United States v. Olmeda, 461 F.3d 271, 284 (2d Cir. 2006). For purposes of this motion, this Court is satisfied that the use of the language "beginning on an unknown date" and the phrase "and elsewhere" in the indictment is not, contrary to defendant's motion, confusing and highly prejudicial. Moreover, this Court finds that count three of the indictment provides the defendant with sufficient notice of the charges against him to enable him to appropriately defend himself. For the foregoing reasons, defendant's motion to strike surplusage from count three is DENIED.

Therefore, it is hereby ORDERED pursuant to 28 U.S.C. § 636(b)(1) that:

This Decision and Order be filed with the Clerk of the Court.

ANY OBJECTIONS to this Decision and Order must be filed with the Clerk of this Court within ten (10) days after receipt of a copy of this Decision and Order in accordance with the above statute, Fed.

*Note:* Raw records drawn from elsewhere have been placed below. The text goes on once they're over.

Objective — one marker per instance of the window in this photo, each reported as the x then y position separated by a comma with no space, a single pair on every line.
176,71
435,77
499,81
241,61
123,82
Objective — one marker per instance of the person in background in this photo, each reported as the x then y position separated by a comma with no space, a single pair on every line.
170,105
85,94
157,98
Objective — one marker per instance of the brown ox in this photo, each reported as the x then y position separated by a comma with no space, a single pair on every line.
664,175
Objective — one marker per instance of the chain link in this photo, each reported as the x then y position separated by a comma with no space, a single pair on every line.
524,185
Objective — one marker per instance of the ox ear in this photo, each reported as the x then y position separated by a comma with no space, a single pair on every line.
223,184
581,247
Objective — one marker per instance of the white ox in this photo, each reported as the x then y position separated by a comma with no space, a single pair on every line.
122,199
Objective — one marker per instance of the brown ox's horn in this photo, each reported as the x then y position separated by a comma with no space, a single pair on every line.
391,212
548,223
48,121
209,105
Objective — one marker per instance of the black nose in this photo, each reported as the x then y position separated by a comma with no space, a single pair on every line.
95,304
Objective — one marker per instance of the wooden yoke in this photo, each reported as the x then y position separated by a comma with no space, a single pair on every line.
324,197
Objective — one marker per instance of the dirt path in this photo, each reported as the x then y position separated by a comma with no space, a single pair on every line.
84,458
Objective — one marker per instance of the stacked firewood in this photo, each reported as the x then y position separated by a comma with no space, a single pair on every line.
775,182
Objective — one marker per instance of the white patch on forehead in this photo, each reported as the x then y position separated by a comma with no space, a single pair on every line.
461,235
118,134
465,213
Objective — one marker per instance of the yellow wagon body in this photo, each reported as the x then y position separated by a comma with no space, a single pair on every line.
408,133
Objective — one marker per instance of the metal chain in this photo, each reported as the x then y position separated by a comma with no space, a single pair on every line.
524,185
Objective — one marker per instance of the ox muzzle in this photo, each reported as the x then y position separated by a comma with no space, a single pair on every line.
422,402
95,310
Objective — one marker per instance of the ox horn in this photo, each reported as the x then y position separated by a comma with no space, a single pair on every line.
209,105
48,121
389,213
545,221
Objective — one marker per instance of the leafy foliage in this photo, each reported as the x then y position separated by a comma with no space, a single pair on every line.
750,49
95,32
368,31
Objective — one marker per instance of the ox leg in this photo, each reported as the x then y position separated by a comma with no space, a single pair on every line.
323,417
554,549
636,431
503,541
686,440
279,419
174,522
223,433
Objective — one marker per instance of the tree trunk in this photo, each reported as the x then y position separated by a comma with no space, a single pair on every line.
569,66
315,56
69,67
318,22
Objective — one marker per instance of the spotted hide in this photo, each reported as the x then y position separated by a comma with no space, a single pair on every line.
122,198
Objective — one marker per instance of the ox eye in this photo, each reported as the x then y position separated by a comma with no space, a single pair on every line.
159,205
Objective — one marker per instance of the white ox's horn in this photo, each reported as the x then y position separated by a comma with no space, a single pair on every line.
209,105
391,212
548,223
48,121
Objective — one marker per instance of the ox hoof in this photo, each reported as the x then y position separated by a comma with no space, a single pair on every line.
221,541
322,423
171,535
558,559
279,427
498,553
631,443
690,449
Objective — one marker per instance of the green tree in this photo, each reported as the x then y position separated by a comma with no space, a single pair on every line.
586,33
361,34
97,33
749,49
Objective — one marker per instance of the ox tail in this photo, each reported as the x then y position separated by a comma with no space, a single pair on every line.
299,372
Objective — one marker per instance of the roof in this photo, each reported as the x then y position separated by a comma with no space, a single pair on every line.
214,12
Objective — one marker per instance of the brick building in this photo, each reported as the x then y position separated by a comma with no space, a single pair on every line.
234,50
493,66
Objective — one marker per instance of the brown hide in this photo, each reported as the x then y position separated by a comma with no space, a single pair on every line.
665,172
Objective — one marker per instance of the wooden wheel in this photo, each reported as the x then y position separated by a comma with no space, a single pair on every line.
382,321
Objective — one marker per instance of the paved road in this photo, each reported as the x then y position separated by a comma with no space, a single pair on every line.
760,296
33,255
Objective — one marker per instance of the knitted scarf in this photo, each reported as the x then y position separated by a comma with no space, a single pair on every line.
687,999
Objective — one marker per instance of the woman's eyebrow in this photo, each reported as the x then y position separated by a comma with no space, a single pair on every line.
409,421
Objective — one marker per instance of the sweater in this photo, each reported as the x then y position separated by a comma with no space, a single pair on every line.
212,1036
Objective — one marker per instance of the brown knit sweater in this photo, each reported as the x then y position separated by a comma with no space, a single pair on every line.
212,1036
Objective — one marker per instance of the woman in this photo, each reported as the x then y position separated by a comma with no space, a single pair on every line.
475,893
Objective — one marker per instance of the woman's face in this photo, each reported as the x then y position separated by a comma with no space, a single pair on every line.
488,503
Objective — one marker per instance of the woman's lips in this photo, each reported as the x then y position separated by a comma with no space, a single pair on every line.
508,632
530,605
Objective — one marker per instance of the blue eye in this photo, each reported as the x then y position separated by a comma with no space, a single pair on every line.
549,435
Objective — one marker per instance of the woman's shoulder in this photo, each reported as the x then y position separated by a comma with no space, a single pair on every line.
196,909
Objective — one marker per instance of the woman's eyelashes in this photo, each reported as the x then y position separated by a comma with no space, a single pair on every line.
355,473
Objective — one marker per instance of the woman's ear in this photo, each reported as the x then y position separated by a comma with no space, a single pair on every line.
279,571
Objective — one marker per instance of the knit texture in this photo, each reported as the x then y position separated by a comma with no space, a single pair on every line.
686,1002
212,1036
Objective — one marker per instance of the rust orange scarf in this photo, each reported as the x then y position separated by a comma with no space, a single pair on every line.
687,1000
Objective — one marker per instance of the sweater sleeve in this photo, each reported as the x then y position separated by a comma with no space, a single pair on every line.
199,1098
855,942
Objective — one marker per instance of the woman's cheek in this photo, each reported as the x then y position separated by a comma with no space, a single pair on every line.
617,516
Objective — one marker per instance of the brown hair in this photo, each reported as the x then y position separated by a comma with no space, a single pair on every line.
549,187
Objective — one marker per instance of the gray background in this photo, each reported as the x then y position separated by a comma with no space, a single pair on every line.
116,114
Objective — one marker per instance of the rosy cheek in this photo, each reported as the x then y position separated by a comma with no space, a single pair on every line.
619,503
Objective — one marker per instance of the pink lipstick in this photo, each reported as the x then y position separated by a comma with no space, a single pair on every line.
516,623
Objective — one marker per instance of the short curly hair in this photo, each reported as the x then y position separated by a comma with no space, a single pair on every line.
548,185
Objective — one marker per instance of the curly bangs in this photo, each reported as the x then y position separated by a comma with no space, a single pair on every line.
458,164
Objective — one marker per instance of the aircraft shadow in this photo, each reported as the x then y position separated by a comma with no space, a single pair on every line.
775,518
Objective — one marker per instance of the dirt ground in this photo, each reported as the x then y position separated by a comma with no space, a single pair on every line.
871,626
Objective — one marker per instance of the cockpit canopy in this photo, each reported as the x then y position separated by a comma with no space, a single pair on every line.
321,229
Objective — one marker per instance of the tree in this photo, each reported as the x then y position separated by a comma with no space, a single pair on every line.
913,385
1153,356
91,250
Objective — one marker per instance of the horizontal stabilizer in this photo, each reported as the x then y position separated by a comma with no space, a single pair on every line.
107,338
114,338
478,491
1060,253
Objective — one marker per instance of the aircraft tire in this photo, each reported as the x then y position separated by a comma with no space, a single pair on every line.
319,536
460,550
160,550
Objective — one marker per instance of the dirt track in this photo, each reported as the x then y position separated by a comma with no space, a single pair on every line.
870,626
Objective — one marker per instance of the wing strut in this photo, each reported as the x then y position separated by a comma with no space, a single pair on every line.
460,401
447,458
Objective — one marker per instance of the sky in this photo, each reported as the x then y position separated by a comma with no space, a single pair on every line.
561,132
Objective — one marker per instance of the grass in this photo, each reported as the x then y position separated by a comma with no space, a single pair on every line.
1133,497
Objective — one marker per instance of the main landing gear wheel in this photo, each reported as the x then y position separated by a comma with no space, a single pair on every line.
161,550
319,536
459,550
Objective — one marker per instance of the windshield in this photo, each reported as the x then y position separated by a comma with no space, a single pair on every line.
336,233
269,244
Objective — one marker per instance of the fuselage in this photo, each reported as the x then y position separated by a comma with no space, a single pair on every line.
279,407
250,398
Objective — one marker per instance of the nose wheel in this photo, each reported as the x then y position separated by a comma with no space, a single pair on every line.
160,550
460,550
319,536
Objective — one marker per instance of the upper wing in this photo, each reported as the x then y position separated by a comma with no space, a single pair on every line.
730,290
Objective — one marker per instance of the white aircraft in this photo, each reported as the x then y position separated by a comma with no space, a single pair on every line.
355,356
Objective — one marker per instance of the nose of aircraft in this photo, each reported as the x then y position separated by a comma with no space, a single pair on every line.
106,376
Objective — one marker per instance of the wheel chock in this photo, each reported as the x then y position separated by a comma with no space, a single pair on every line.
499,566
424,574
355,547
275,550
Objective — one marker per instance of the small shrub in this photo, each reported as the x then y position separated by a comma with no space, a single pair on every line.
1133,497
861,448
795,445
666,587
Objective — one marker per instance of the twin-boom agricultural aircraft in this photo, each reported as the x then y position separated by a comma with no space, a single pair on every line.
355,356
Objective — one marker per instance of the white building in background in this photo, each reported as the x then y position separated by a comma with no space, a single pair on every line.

R. Crim. P. 58(g)(2) and Local Rule 58.2.

The district judge will ordinarily refuse to consider de novo, arguments, case law and/or evidentiary material which could have been, but were not presented to the magistrate judge in the first instance. See, e.g., Paterson-Leitch Co., Inc. v. Massachusetts Municipal Wholesale Electric Co., 840 F.2d 985 (1st Cir. 1988). Failure to file objections within the specified time or to request an extension of such time waives the right to appeal the District Judge's Order. Thomas v. Arn, 474 U.S. 140 (1985); Wesolek, et al. v. Canadair Ltd., et al., 838 F.2d 55 (2d Cir. 1988).

The parties are reminded that, pursuant to Rule 58.2 of the Local Rules for the Western District of New York, "written objections shall specifically identify the portions of the proposed findings and recommendations to which objection is made and the basis for such objection and shall be supported by legal authority." Failure to comply with the provisions of Rule 58.2, or with the similar provisions of Rule 58.2 (concerning objections to a Magistrate Judge's Decision and Order), may result in the District Judge's refusal to consider the objection.